Boğaz’ın yanı başındaki özel konumuyla Four Seasons Hotel Bosphorus, Grace Brands kurucuları Duygu ve Sanem İçil ev sahipliğinde keyifli bir sohbete imza attı. Grace Brands bünyesinde gerçekleşecek keyifli buluşmaların ilki ‘Sanat Söyleşisi’ konseptiyle hayata geçti. Açılış konuşmasını yapan Four Seasons Hotels Istanbul Genel Müdürü Reto Moser, marka olarak her zaman sanata destek vermekten mutluluk duyduklarını ifade etti.
Grace Brands’in zarif sunumlarıyla düzenlenen davette Akademisyen, Ressam Hüsamettin Koçan konuklarla sanat üzerine keyifli ve bilgilendirici bir sohbet gerçekleştirdi. Deneyimli haberci, televizyoncu Jülide Ateş’in sorularıyla renk kattığı söyleşi misafirlere keyifli saatler yaşattı. Davete Aslıhan Koruyan Sabancı, Revna Demirören, İlkay Toprak, Şükran Albayrak, Nesrin Cavadzade gibi sanat sever isimler katıldı.
Hüsamettin Koçan’ın Bayburt’un Bayraktar Köyünde hayata geçirdiği, geleneksel el sanatları ile çağdaş sanatı buluşturduğu, kadın istihdamına olanak sağladığı Baksı Müzesi ile ilgili konukları bilgilendirdiği söyleşide sanatçı, duygusal, entelektüel ve gerçekçi bakışın önemine vurgu yaptı.

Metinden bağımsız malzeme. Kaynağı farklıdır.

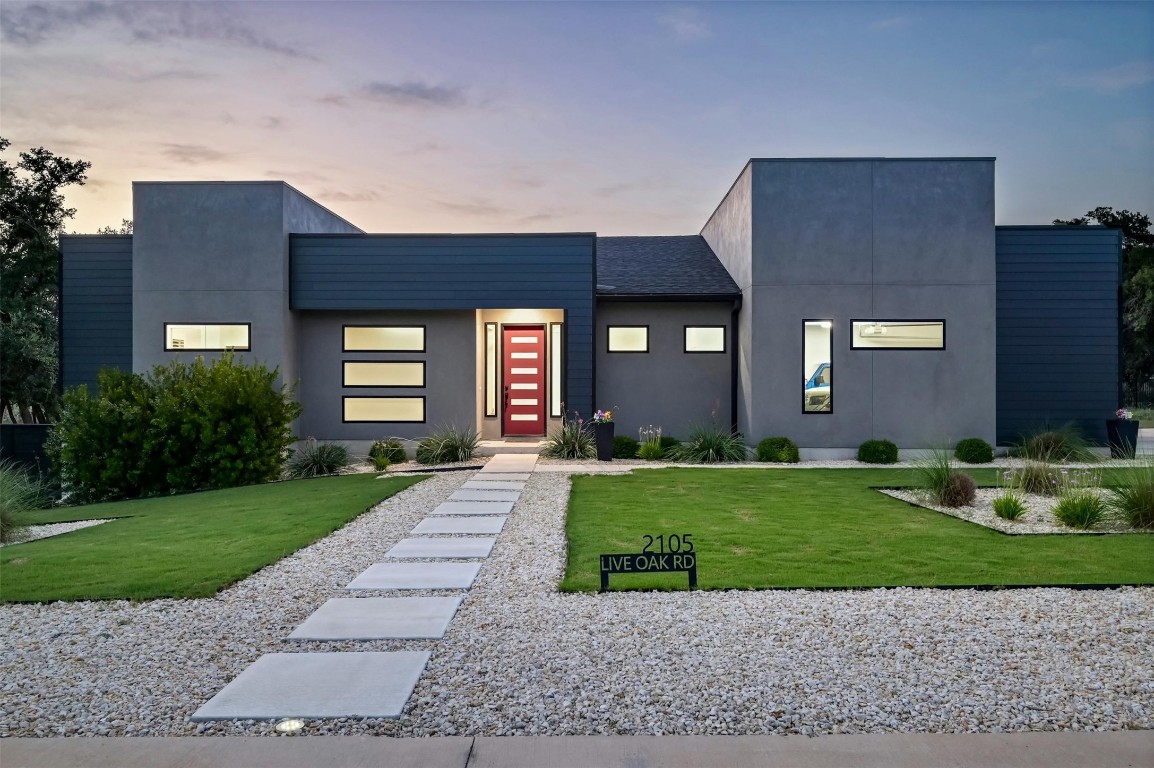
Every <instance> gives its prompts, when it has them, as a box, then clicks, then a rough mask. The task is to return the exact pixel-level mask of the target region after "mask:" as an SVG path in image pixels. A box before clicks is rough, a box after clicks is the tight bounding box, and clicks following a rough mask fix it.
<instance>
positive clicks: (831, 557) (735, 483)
mask: <svg viewBox="0 0 1154 768" xmlns="http://www.w3.org/2000/svg"><path fill="white" fill-rule="evenodd" d="M972 474H973V475H974V476H975V479H976V480H977V481H979V482H980V483H983V484H994V482H995V474H994V470H991V469H986V470H977V472H974V473H972ZM913 482H914V480H913V470H909V469H766V470H756V469H651V470H650V469H646V470H637V472H634V473H632V474H631V475H617V476H612V475H594V476H579V477H575V479H574V487H572V495H571V498H570V503H569V515H568V521H567V524H565V527H567V533H568V536H569V563H568V567H567V571H565V578H564V580H563V581H562V582H561V589H562V590H567V592H578V590H595V589H597V588H598V587H599V586H600V577H599V571H598V567H599V565H598V563H599V559H598V556H599V555H601V554H620V552H639V551H642V547H643V544H644V543H645V542H644V541H643V536H644V535H645V534H650V535H652V536H657V535H658V534H666V535H668V534H677V535H683V534H687V533H688V534H691V535H692V541H694V544H695V549H696V552H697V556H698V557H697V559H698V565H697V572H698V586H699V587H700V588H703V589H732V588H737V589H747V588H774V587H887V586H916V587H927V586H1021V585H1094V583H1154V536H1152V535H1114V536H1085V535H1082V536H1066V535H1039V536H1009V535H1005V534H1001V533H997V532H995V530H991V529H989V528H983V527H982V526H977V525H974V524H969V522H965V521H962V520H958V519H956V518H951V517H947V515H944V514H941V513H937V512H932V511H930V510H923V509H920V507H914V506H912V505H909V504H906V503H904V502H899V500H898V499H894V498H891V497H887V496H884V495H883V494H879V492H877V491H875V490H872V489H871V487H900V485H911V484H913ZM687 581H688V580H687V577H685V574H684V573H670V574H624V575H619V574H614V575H613V577H610V580H609V583H610V588H613V589H685V588H687Z"/></svg>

Sanatçı Hüsamettin Koçan, Jülide Ateş moderatörlüğünde yaptığı konuşmada sanat ve sanatçı üstüne aydınlatıcı yanıtlar verdi. Sanatın ne olduğu, sanatçının kim olduğu gibi karmaşık bir sorunlar oylumunu açıklarken; sanatçının yeninin peşinde olduğunu ve özgün üretimleriyle çağının ufkunu genişlettiğini belirtti. “Normalde resim yapan ressam, heykel yapan heykeltraş olarak bilinir ancak bu teknikleri kullanarak ve risk alarak özgün değerler üretmiş kişiler ressam veya heykeltraştan daha öte sanatçıdır” dedi. Bu arada yenilik ve süreklilik kavramlarının zannedildiği gibi bir paradoks olmadığını, yeniliğin sürdürülebilir bir doğası olduğunu işaret ederken gelecekçi bir dünyanın yaratılmasını öne çıkardı. Koçan, Jülide Ateş’in sorusu üzerine, şiddet unsurunun sanatta yer yer kullanıldığının, ancak gerçek sanatın daha anlamlı daha barışçıl bir dille bu şiddeti anlatması gerektiğinin ya da öyle anlattığının altını çizdi. Ve bir örnek verdi, İspanya’da bir kadın sanatçı şeffaf camdan yapılmış bir odada bir hafta yaşadı, bu sürede uyudu, banyoya gitti, sifonu çekti, öksürdü, rüya gördü, soyundu ve giyindi. Koçan, bu örnekle anlaşılanın aksine özel hayatın gerçekçi dünyasından daha çok özel hayatın ne kadar önemli olduğuna dikkat çekti. “Bu sanatçı yerinde siz olsaydınız?” sorusunun cevabını ise konuklara bıraktı ve “sanat damıtılmış bir dildir ve bu damıtılmış dil, şiddetten yana bir dil değildir. Ancak, bazı dönemlerde bu dil denenmiştir” diye ekledi.
Asıl meselenin, insanı sevmek ve insanın mutluluğunu merkeze alan bir dünya amaçlamak olduğunu belirten Hüsamettin Koçan, bununla birlikte ötekileştiren tartışmaları ve ideolojileri bir kenara bırakıp ortak değerler konusunda birleşerek, adanmışlık, aidiyet ve masumiyetle sürekli üretmenin önemini anlattı.